For his first exhibition in New York, Florian Meisenberg confronted the enduring predicament of the supposed death of painting with an installation that paired new paintings with recent digital videos. The title of the exhibition, "Faith so certain shall never be shaken by heaviest sorrow" (a quotation borrowed from the Bhagavad Gita), points to its driving force: a sincere conviction of painting's continued relevance, albeit as one form of mediation among many in an era of digital media. Having studied with Peter Doig at Kunstakademie Düsseldorf, Meisenberg, a German-born transplant to New York, deftly handles color and revels in the textural qualities of oil paint. In the show's five large paintings (all 2013), he mines the theatrical possibilities of his medium, both in Harold Rosenberg's sense of painting as "an arena in which to act" and in the overall installation. Meisenberg created the works by alternately pouring, daubing, dripping and smearing paint into amorphous shapes. Linseed oil ("paintless paint," as Meisenberg calls it) had also soaked into the unprimed canvas, resulting in dark, translucent stains. The works were hung on bare metal studs at odd angles in the gallery, forming a series of proscenium-like viewing spaces. 

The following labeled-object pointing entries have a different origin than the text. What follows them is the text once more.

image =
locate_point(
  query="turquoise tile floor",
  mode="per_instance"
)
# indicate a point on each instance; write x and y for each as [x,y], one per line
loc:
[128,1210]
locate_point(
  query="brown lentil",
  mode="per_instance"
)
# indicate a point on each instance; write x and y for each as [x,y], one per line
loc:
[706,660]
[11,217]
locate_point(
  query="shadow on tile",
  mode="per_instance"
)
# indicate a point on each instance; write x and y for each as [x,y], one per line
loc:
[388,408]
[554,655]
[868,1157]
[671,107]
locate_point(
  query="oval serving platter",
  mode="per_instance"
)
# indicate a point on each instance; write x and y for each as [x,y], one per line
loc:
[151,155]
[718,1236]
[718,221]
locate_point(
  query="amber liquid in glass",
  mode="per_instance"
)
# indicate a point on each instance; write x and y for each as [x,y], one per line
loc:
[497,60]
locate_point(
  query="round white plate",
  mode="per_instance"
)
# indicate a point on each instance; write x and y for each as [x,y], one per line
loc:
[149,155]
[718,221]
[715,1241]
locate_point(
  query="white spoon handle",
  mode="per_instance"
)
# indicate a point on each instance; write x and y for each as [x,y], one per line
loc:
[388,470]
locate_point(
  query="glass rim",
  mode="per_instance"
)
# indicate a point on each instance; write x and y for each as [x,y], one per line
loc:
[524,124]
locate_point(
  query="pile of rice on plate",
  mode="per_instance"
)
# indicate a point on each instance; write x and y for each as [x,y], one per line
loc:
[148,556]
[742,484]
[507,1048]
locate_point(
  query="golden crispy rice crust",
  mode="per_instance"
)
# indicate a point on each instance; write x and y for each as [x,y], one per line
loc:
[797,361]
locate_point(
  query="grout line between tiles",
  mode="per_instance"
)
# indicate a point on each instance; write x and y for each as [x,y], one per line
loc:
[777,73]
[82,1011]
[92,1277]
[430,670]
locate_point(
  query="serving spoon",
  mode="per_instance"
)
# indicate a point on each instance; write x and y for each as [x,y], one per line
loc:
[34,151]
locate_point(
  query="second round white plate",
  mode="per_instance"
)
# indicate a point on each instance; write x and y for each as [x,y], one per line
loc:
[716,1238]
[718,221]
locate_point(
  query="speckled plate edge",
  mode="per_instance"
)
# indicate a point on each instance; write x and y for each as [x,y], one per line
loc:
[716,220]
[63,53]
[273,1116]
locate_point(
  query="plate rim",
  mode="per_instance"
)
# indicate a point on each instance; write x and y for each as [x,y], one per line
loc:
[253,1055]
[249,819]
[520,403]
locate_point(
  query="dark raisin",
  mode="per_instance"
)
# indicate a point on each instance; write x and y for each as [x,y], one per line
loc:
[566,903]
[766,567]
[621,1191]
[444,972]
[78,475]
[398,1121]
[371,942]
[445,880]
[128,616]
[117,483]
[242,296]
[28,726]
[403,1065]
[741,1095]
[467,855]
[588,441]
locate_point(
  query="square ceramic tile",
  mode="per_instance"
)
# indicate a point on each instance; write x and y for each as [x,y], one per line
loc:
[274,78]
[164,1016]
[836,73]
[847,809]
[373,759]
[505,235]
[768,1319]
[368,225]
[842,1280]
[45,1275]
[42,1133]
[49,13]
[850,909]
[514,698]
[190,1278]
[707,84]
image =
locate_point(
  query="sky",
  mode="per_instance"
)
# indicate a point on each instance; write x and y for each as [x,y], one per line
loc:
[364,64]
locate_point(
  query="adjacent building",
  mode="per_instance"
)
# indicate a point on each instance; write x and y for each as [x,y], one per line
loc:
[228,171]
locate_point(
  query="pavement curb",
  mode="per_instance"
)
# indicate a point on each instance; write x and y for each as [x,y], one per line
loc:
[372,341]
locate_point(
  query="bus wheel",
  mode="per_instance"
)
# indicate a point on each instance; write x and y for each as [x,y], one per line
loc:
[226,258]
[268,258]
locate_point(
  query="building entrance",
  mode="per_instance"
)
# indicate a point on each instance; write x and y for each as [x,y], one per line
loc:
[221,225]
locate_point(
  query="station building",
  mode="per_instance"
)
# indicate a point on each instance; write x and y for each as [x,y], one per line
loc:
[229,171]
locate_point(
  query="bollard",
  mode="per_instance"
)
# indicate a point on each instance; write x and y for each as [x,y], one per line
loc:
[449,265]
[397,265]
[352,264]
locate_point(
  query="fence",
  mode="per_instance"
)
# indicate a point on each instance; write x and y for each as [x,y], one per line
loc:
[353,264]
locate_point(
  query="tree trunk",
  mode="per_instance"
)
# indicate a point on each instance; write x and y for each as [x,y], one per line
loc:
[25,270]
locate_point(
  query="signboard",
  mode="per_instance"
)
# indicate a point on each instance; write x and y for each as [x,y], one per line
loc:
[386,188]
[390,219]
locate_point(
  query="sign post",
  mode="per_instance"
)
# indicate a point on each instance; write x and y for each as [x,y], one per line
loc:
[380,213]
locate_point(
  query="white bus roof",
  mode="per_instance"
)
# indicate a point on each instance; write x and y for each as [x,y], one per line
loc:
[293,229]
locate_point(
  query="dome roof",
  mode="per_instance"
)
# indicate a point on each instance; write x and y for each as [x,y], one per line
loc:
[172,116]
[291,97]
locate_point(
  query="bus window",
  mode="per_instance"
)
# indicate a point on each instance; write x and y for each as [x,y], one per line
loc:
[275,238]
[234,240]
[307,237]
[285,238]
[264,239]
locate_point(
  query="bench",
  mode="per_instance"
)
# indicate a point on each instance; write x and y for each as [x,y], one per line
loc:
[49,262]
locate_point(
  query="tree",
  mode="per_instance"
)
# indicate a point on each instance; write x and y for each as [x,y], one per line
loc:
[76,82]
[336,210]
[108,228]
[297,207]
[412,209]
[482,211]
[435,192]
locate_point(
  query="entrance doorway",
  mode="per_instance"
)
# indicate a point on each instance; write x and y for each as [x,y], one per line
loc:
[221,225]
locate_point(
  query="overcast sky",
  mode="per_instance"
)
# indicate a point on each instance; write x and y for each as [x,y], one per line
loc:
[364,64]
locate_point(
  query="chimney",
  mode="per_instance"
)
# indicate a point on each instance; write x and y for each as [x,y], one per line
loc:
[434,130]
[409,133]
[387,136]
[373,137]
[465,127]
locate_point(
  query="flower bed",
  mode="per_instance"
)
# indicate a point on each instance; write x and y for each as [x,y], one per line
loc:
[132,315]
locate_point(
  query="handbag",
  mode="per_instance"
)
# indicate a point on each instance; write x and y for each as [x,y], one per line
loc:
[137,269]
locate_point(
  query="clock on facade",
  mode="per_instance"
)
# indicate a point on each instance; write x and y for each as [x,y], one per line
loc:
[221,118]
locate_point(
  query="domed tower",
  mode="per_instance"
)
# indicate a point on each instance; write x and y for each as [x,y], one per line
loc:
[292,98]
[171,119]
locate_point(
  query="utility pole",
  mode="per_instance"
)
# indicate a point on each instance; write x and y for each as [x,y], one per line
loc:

The new paintings are less figural than his earlier work, in which images of body parts abound; instead Meisenberg assembled a cast of formal references to the history of abstract painting. Cy Twombly-like squiggles hover near Matissean window frames. Despite their soft palette, poured and dripped forms recall those of Color Field heavyweights like Helen Frankenthaler and Morris Louis.

The four videos on view each extended the flat space of the canvas to the screen. In the video "its not quite what I wanted, but its ok" (2012), a short, static shot of birds alighting in a shallow diorama suggests a theatrical format that echoed the configuration of paintings in the gallery. In the best of the videos, "acting & aging (odorless journey) / / postmodern exercises," 2013, Meisenberg records his manipulation of multiple windows on his computer desktop, playing, pausing, resizing and layering videos in a compositional dance made up of small gestures and tweaks. A video playing in one window depicts an art history book open to what appears to be a drawing by Michelangelo. The book is propped up by ink cartridges and boxes of pastels, some used by a disembodied hand to color the corners of the page. In another window, a video that tracks street water runoff along a roadside curb playfully forms the "ground" of the digital composition.

Meisenberg has made similar videos of computer-desktop performances before and has occasionally posted them on YouTube. Though they explore the connections between analog and digital production—and are related to the artistic adjustments at play in his painting process—the videos also imply a different space of circulation. While they came into surprisingly easy conversation with the paintings in the exhibition (the desktop window restates the old metaphor of the painted canvas as a window), they did not break the boundaries between mediums. The canvas may be just another interface, but it is enriched by the history of painting, which is both the source of and challenge to Meisenberg's "faith so certain."